When I own what arises in me, I will speak and act from an ‘I’ place, a place of responsibility and self-realisation. When I disown what arises, I tend to speak from a ‘you’ or ‘they’ place and blame another – the system, the world, even God – for how my life is. Equally, I may introject and blame myself for all that is happening in my inner and outer worlds, thereby not putting the spotlight on others at all. There is a great wisdom – though not a consciousness – in such unconsciously-formed projections and introjections. The logic goes thus: if I shine the spotlight of blame and responsibility onto others or myself, I have thereby cleverly exonerated myself from being criticised and judged by others. These unconscious projections and introjections can only be resolved when a person finds enough help and support to enable him or her to find the inner stronghold, that inner authority, in which nobody – others or self – can demean, lessen, threaten or reject him or her in any way. This is the first step in being able to hold and respect everything that arises in us.
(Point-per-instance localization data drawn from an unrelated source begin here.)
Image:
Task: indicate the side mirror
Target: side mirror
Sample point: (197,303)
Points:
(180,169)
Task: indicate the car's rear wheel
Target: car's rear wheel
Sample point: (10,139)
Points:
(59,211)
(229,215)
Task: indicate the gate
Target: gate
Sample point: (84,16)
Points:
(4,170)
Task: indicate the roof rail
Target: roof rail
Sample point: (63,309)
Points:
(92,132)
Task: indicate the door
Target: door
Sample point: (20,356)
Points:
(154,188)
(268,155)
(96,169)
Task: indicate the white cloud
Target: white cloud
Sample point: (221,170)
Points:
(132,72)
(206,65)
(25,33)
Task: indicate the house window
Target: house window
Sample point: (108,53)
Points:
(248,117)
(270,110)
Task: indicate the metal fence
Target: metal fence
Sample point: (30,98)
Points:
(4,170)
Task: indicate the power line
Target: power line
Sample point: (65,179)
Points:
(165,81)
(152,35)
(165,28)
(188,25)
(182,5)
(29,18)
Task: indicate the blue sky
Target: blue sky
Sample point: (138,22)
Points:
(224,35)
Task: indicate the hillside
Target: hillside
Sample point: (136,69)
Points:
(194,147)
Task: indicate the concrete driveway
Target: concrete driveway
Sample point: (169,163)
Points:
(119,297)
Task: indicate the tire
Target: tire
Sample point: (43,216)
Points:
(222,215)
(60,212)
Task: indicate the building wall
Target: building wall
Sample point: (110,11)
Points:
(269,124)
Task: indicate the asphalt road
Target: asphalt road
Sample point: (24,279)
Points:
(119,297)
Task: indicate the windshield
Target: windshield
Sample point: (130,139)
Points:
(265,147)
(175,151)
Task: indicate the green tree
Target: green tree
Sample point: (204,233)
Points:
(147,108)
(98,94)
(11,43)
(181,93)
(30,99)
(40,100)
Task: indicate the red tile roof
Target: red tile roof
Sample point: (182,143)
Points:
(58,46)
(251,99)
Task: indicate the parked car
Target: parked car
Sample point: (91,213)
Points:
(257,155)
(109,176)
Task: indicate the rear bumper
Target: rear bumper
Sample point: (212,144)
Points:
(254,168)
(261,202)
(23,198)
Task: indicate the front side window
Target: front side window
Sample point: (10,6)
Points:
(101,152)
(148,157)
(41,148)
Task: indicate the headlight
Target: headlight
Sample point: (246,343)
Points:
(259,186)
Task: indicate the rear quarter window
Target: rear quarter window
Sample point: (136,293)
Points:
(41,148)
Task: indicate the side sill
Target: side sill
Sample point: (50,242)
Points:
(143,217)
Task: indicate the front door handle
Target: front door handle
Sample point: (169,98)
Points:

Unless political and corporate leaders accept responsibility for their disastrous political, emotional and social practices, it is unlikely that anything will be learned from the present crisis. Experience has shown us time after time that we find it difficult to learn from history. To own our mistakes, our fears, our vulnerabilities, our aggression, greed, avarice and rigidities may appear to be a bridge too far for many people. However, it is a bridge that each of us needs to cross. It is in each person taking responsibility to understand themselves and reflect on what’s going on in one’s inner and outer lives that real progress can be made within society. We cannot continue to distract attention onto institutions, organisations and systems that do not have minds or hearts. It is individuals who need to make decisions – not systems – and it is only individuals that can choose to make different decisions. In this way, it becomes possible for each of us to affect the world at large by bringing an internal authority and authenticity to the people we interact with and to the social, educational, health, leisure, work and spiritual systems we live in.
All very well to say, but a major challenge to take on! So, how can this mature process be encouraged and supported? The future of society never lies with children – the responsibility always lies with adults. It is adults who need to find the safety and support, either in interpersonal relationships or perhaps by attending a psychotherapist or relationship mentor to reflect on how each individual relates to Self, to others and to the world. Whether we like it or not, we continually spill the beans on our interior world with every thought, word, feeling and action. Such reflection and contemplation will result in radically different ways in how you exist within this world, a radicalism that is direly needed in the world today.
It is not optional for me to own what arises in me as being about me, it is an urgent responsibility. It is critical that leaders (in particular), parents, teachers, politicians, bankers, psychologists, social workers, managers, scientists, doctors and psychiatrists find the safe holding to take up the challenge of knowing Self. In turn, they can create the emotional, social and intellectual safety for children to retain the authentic expression that they so powerfully and eagerly start out with, and pave a safe path to authenticity in adulthood.